Among the most valuable pages in the first section of the book is Mr. Ramey’s brief summary of the role and importance of Nadia Boulanger. Although much has been written about that formidable lady, few have summarized her contribution as succinctly and accurately as this author. Irving Fine himself felt that Boulanger was his chief teacher.
The second section of the book deals more with Fine’s music and includes reviews, comments, and the author’s own evaluation of every work by Irving Fine. It depicts the composer as a highly self-conscious man given to periods of depression, which blocked him from composition. Mr. Ramey describes how Fine sought the help of a psychoanalyst, with results that were difficult to evaluate. That factor, plus the absorption in academic life that has distracted so many American composers from creative work, goes a long way to explain why a composer whose music was so well received managed to produce only a rather limited output.
What I had hoped to find in the book was some clue to Fine’s musical thinking in his complete change of direction from the language of neo-Classicism and Stravinsky to that of serialism. But there is nothing in Fine’s correspondence with Copland, his “father-figure,” or with anyone else, to offer any indication on that matter. However, the author does elicit from several sources the motivation for Fine’s change of orientation. The composer had begun to feel that his earlier works lacked depth, and that the way to achieve a more substantial kind of musical utterance was through serialism. His last works show him reconciling elements of neo-Classicism (diatonic) with serialism (chromatic).

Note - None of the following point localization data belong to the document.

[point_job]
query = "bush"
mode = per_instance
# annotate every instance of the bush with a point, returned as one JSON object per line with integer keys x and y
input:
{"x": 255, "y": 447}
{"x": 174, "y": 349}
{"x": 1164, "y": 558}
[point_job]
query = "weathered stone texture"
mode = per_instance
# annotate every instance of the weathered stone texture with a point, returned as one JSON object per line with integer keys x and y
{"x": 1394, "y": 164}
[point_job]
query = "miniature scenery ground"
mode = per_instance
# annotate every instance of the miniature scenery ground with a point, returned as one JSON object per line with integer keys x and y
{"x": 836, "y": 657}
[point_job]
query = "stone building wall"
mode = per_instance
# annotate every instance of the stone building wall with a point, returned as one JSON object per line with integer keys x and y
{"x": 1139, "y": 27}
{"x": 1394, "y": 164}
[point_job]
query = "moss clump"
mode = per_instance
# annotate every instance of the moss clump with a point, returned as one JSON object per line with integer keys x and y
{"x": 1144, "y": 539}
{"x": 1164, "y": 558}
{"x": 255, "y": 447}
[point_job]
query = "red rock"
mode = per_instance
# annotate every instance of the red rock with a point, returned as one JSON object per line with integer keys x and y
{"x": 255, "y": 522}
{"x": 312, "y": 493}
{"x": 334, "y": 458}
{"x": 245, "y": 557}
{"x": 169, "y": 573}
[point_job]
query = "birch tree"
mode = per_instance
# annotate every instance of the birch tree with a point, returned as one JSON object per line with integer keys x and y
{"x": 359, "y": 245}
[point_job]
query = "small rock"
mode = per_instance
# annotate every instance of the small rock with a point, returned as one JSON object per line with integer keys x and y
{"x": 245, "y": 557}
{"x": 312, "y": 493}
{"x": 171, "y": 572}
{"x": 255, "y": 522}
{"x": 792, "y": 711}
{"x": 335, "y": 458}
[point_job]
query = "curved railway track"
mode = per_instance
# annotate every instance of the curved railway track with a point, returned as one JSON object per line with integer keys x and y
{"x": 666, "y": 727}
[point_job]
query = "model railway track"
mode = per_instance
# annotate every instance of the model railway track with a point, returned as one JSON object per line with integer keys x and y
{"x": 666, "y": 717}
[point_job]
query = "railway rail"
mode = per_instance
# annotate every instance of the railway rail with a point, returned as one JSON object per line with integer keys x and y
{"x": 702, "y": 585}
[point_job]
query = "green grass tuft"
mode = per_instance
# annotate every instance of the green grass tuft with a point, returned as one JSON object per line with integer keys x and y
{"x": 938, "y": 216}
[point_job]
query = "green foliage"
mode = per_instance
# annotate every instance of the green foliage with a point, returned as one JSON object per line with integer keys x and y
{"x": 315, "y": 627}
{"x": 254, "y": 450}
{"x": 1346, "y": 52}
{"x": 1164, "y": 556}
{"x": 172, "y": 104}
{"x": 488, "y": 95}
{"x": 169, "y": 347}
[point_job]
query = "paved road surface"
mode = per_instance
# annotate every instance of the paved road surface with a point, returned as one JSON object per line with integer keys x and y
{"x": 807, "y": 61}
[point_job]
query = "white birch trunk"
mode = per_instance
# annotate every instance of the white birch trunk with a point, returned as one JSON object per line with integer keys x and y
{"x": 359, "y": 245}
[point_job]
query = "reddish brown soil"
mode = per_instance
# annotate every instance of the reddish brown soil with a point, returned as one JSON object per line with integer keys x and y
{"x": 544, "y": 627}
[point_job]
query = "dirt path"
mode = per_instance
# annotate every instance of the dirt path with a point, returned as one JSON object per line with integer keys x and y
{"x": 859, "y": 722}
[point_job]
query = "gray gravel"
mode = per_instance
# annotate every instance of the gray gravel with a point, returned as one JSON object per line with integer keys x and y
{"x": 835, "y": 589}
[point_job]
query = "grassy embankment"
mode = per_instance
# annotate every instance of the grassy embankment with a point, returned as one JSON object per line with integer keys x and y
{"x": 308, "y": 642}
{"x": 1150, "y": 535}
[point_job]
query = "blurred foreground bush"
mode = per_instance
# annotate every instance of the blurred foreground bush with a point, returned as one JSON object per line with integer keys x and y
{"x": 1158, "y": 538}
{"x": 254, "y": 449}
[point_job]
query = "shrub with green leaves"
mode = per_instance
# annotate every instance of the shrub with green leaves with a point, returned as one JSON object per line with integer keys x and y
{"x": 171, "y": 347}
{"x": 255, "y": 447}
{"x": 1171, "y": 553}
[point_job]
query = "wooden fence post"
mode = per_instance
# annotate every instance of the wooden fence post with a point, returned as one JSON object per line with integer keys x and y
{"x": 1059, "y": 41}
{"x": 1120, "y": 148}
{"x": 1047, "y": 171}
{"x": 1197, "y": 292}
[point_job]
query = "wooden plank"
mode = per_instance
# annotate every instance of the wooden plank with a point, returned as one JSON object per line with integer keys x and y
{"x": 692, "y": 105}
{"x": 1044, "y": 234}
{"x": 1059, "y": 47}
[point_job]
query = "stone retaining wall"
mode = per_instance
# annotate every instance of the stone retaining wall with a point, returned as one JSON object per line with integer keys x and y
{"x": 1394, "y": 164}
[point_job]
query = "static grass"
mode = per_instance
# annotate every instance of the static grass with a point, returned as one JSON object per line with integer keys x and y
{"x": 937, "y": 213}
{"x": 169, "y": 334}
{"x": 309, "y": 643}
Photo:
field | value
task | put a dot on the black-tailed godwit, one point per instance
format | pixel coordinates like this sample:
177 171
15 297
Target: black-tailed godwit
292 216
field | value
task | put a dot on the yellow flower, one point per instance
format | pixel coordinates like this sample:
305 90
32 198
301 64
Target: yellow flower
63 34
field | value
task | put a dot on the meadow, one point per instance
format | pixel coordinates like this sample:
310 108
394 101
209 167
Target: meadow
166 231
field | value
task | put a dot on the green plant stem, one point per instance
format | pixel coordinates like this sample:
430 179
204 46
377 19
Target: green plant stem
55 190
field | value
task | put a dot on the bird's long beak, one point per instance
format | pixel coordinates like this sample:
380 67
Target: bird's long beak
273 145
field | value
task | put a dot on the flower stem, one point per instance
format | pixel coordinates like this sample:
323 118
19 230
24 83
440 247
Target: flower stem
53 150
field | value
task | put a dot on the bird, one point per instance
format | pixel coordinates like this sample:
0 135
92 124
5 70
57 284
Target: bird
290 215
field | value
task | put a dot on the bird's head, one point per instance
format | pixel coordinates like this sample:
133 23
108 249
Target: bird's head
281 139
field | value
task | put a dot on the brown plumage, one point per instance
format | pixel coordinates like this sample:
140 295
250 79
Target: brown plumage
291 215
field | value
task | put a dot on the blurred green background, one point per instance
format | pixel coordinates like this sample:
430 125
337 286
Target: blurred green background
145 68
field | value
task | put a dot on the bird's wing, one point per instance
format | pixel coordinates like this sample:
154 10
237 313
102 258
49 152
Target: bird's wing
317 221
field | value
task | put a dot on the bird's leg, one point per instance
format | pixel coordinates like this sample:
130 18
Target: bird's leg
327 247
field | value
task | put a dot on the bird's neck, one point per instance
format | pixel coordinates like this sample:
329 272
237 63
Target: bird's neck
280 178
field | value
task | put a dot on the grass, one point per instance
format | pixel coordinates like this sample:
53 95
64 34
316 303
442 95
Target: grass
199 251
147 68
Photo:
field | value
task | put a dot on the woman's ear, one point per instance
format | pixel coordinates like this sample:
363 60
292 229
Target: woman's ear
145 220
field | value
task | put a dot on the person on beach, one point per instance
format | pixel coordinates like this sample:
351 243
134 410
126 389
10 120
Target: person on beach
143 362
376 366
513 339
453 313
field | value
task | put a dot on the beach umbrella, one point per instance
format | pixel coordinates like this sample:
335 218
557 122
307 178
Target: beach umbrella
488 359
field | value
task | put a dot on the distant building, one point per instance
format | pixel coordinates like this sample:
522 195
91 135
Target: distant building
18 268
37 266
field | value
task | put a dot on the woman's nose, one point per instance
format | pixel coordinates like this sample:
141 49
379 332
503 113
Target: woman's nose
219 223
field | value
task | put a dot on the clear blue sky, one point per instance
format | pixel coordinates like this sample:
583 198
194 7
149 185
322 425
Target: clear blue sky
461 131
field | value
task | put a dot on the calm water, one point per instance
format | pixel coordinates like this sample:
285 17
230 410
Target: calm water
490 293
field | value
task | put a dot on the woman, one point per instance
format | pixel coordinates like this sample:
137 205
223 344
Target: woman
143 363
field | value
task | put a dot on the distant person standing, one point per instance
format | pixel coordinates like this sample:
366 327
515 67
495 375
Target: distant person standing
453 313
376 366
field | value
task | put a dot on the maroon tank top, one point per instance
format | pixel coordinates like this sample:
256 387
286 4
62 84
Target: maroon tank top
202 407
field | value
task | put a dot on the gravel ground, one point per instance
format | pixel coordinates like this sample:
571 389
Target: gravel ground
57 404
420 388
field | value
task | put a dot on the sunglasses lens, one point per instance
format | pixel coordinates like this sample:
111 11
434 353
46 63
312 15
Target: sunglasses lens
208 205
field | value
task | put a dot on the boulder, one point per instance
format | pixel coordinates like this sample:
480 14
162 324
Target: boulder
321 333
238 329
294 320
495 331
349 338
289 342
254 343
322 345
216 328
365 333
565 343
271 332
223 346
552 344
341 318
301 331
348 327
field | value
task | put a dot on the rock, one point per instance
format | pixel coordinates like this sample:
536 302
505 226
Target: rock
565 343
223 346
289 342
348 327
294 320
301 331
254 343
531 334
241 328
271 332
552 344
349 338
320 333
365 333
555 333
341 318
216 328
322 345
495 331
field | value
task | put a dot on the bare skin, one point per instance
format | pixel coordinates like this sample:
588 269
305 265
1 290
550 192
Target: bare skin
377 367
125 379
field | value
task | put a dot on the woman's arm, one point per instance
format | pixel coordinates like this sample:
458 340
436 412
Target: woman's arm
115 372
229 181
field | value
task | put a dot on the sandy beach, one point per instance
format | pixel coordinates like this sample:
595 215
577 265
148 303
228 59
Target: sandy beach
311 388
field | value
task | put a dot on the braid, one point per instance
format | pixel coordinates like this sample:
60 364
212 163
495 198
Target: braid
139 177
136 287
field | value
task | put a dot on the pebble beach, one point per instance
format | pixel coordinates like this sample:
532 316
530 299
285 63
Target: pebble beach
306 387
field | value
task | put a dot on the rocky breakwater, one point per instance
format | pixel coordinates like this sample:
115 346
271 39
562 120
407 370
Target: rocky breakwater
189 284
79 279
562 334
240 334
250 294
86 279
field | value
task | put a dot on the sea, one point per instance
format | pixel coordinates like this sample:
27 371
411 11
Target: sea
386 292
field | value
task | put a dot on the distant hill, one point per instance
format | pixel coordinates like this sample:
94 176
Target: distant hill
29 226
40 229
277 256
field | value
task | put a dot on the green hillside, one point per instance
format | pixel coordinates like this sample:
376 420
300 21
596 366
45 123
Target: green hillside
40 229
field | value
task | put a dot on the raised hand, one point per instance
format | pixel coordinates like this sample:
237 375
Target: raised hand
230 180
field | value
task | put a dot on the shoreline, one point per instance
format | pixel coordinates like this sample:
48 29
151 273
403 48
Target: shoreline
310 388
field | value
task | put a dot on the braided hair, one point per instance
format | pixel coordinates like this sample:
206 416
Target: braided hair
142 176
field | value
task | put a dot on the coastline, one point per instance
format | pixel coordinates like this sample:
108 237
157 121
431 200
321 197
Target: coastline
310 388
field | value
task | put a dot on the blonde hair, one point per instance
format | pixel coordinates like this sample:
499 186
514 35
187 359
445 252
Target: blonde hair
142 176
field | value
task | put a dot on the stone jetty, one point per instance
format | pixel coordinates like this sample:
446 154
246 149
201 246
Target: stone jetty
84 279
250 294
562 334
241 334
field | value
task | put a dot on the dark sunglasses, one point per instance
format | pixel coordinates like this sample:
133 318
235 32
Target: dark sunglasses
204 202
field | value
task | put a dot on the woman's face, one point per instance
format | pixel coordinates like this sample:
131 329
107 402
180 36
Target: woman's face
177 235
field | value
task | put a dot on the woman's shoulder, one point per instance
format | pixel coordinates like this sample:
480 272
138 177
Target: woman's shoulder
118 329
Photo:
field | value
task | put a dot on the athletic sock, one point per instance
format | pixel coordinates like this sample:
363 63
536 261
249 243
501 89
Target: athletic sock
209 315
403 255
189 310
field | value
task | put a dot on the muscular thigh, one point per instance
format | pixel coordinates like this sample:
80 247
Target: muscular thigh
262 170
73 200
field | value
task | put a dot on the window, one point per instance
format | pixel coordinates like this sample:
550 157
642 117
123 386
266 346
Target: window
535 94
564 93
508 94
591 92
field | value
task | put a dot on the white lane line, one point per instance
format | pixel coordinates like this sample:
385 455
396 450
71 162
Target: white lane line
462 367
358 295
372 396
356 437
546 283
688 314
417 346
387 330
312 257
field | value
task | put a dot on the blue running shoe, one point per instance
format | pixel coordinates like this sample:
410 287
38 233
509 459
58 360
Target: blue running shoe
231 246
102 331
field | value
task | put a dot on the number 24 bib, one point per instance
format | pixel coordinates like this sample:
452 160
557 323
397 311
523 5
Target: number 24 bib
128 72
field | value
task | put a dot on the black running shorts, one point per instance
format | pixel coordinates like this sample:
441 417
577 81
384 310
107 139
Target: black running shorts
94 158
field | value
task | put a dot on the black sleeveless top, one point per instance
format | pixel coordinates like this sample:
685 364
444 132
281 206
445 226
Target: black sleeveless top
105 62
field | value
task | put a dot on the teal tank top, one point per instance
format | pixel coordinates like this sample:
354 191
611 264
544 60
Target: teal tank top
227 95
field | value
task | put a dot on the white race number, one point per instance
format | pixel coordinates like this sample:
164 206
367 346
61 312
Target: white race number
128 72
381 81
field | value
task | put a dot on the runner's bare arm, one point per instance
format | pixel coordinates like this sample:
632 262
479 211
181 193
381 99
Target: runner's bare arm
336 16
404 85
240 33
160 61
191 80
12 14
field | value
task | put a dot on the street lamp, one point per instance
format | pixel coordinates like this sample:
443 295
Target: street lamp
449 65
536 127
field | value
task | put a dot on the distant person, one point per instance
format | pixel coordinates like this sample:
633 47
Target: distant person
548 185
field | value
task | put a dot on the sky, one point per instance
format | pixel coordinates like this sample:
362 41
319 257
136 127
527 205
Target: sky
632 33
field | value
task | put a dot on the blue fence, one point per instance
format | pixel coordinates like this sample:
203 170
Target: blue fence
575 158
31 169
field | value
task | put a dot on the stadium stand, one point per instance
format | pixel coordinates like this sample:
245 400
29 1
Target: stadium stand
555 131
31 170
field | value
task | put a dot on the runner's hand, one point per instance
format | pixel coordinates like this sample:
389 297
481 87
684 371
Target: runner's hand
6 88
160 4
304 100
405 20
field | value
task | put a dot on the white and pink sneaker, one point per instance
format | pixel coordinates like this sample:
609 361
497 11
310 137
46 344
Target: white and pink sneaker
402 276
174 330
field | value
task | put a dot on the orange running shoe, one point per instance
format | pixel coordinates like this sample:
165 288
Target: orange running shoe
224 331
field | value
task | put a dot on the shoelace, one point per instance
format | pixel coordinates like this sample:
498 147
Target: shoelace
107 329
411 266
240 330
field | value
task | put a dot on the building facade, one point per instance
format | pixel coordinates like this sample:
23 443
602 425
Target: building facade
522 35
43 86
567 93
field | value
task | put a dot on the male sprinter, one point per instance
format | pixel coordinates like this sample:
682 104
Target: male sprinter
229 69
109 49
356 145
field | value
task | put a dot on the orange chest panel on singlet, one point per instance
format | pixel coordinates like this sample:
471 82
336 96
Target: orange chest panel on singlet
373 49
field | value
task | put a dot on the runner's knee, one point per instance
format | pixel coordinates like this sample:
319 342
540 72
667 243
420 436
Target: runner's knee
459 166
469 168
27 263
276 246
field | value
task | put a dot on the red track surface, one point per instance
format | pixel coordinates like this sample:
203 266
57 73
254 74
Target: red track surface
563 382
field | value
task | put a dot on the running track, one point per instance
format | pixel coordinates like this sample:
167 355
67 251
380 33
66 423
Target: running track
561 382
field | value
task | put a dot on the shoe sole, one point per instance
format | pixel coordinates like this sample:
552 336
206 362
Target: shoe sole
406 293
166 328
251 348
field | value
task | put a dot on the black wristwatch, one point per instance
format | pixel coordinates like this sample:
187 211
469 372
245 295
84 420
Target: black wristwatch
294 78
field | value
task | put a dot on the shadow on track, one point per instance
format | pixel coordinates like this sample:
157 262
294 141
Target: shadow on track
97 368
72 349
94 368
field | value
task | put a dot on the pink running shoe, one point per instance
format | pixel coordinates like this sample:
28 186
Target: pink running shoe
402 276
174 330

It might be interesting to examine the way in which Fine began to use serial techniques, but that lies beyond the scope of Mr. Ramey’s book. All I could find was the chart, simply a layout of the 48 forms of the series, which could have been done by an undergraduate. Just how Fine utilized this chart in composition can only be ascertained by a close study of the score. Apparently he admired Aaron Copland’s Piano Quartet, the composer’s first venture into serial writing. However, that work is only marginally serial, as one can observe from the fact that the series consists entirely of whole steps, whereas the serious serialist is apt to devise an all-interval series to achieve maximum intervallic variety.
Mr. Ramey also gives the reader a good sense of Fine’s prose writing, both in program notes for his own compositions and from his lectures on a variety of musical subjects. The program notes are inclined to be somewhat formal and didactic, though quite informative. The range of Fine’s interests can be seen in two examples: during a stay in Paris he encountered the first instances of musique concrète, and even though he was not compositionally inclined toward that new development, he informed himself on the subject sufficiently to be able to give university lectures on that topic upon his return to the USA. His overview of six American composers, which Mr. Ramey skillfully summarizes, shows the scope of his interests and knowledge of the music of his contemporaries.
All in all, Mr. Ramey’s book not only gives a thorough picture of Irving Fine as a composer, but also locates him in the context of his time and place. Reading this book is an excellent preparation for listening to Fine’s music. There is much to be said about his music, but that will have to wait for another article.